The logistics sector has given a muted response to the government’s levelling up strategy, published today (2 February).

The Levelling Up White Paper outlines 12 missions to help revive deprived areas of the UK. These include increasing pay, employment and productivity, raising public investment in research and development outside the south-east of England by 40%, eliminating illiteracy and innumeracy in the most disadvantaged parts of the country, increasing skills training, improving public transport, and increasing regional funding and powers.

Clare Bottle (pictured), chief executive of the UK Warehousing Association (UKWA), said that it is "extremely disappointing after all the months of hype" that warehousing is not mentioned in the Government’s 12 missions to level up in the UK.

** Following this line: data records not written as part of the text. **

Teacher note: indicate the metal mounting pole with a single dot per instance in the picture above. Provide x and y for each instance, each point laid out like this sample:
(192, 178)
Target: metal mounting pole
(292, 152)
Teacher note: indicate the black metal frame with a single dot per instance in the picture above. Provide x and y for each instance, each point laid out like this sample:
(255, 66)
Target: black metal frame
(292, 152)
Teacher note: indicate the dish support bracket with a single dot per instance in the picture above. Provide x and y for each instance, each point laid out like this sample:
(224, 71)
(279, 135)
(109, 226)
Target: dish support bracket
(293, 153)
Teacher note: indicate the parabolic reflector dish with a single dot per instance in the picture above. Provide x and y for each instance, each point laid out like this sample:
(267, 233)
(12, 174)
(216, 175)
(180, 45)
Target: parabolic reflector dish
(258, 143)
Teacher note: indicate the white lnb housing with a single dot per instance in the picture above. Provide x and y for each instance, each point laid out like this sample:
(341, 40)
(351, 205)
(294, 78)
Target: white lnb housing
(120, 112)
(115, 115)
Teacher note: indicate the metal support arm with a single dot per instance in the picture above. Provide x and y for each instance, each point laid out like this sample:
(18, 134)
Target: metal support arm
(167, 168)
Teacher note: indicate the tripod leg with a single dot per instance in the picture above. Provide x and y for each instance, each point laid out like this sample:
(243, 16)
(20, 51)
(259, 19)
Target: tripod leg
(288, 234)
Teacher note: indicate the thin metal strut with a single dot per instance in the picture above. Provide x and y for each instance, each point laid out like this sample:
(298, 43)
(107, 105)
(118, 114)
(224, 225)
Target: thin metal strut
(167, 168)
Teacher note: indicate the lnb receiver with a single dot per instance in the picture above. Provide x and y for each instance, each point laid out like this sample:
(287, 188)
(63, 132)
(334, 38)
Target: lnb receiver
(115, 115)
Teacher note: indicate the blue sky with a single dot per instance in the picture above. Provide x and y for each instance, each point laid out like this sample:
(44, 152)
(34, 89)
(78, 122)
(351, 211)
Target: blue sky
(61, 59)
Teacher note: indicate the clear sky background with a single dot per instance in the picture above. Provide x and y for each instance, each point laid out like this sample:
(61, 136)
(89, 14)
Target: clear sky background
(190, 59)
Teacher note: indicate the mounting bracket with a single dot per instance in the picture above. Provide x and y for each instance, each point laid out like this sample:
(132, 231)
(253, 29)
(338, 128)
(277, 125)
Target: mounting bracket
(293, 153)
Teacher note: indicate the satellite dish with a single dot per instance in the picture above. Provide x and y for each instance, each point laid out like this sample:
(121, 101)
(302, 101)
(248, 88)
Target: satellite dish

“Warehousing and Logistics contributes billions of pounds to the UK economy, accounts for around seven percent of the UK’s workforce and is creating increasingly diverse job opportunities, whilst also becoming more energy efficient,” she said.

Pointing to the recent publication of the British Property Federation’s report ‘Levelling Up – The Logic of Logistics’ which revealed significant growth in the sector as well as unprecedented demand for warehousing space, she added: “This illustrates clearly that warehousing is already making an important contribution to the government’s levelling-up agenda, with 70% of demand for warehousing property coming from the North and Midlands.

She urged the government to recognize “that warehousing’s success is a good news story not only for the economy, but for society and the environment”.

She added: “Warehousing growth is essential to the success of the levelling up strategy.”

Bottle warned that the government will only achieve its aim of increasing pay, employment and productivity in every area of the UK by 2030 if the right logistics infrastructure is in place to support the ongoing expansion of the digital economy.

However, she welcomed the white paper’s pledge to commit to more R&D investment which she said should help drive automation and digitalisation in warehousing.

“Enhanced public transport connectivity may even deliver better freight transport, if congestion is alleviated, or roads and railways are improved,” she added. “And vitally, on skills and training, the promise of 200,000 more people successfully completing high-quality skills training annually, could be a much-needed stimulus to tackle the critical labour shortages that are currently crippling this important industry.”

Alexandra Herdman, public policy manager at Logistics UK, warned that the government must deal with the logistics industry’s skills shortage if its plans are to succeed.

She described the Levelling Up White Paper as a “fantastic opportunity for logistics to showcase its vital role in providing skilled jobs and economic growth”.

She added: “The logistics sector links global trade to British businesses and their customers, with logistics hubs such as maritime ports, airports, inland road and rail distribution centres also acting as drivers of economic growth and development.

“To maximise these opportunities and support effective supply chains, the government must ensure the necessary logistics infrastructure – including warehouses, driver welfare facilities and sufficient lorry parking – is considered in its plans. Overcoming the skills shortage in the logistics industry will also be vital; this must remain a key focus for the government.

“Logistics UK looks forward to seeing the detail and engaging with government on the delivery of these proposals.”